La parola innovazione non dice un gran ché. A livello semantico indica “l’introduzione di nuovi sistemi e criteri”. Stesso discorso per l’innovatore, che nell’immaginario comune assume i contorni di un visionario di successo. Eppure se ne parla sempre più, soprattutto per le opportunità che il mercato del lavoro offre in questo ambito. E qualcosa è arrivato anche in provincia di Cremona.

LAVORO – Di innovazione ne ha parlato anche Reindustria a Università & lavoro, l’iniziativa dedicata alle scelte post-diploma. Come spiega Fabio Campanini, che ha curato la presentazione degli incontri, “Nello scenario peggiore, entro i prossimi tre anni nell’Unione Europea ci saranno quasi un milione di posti di lavoro liberi nel campo dell’innovazione. Questo significa che le possibilità non mancano, ma è fondamentale che anche i giovani vengano a conoscenza delle opportunità legate all’innovazione”.

PROGETTI – In provincia di Cremona sono le principali opportunità legate all’innovazione: Talenti diffusi, dedicato ai giovani e ideato dal Comune di Cremona; Fare legami, sviluppato su un triennio, ricco di attività di vario tipo; i corsi Servimpresa della Camera di commercio di Cremona (come quello dedicato all’innovazione digitale). A questi si aggiungono i progetti finanziati da Regione Lombardia (tra questi Start up & Restart).
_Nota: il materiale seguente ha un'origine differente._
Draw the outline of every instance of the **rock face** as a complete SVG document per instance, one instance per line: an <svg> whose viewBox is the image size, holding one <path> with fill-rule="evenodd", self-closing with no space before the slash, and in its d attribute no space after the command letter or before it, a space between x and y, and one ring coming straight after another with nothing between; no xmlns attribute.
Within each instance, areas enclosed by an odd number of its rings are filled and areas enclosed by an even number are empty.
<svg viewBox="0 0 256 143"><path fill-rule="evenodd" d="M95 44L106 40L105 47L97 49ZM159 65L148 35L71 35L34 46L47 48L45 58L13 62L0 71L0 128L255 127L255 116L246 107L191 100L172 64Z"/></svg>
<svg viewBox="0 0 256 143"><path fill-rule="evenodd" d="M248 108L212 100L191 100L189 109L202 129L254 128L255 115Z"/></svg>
AMBITI – Gli ambiti in cui innovare sono molti: manifattura, tecnologia e digitale sono solo 3 degli esempi possibili. Negli ultimi anni progetti interessanti sono stati realizzati anche nel campo dell’innovazione sociale – “nuove idee (prodotti, servizi e modelli) che soddisfano dei bisogni sociali (in modo più efficace delle alternative esistenti) e che allo stesso tempo creano nuove relazioni e nuove collaborazioni”. Senza andare troppo distanti dal vero, si può sostenere che l’innovazione si possa applicare a tutto.

FORMAZIONE – Nondimeno, non ci si può improvvisare innovatori: per quanto fondamentale, la creatività non basta. Qui entra in gioco il ruolo dell’istruzione: “Di Steve Jobs ce n’è stato uno: ora serve chi gestisca l’innovazione. È necessario che i giovani vengano formati all’innovazione – aggiunge Campanini – magari già dalle scuole medie, affinché poi si possano scegliere percorsi in grado di portarli ad occupazioni stimolanti e, come spesso accade, ben retribuite”. Sta ora ai giovani decidere da che punto iniziare a innovare: se stessi e il territorio intero.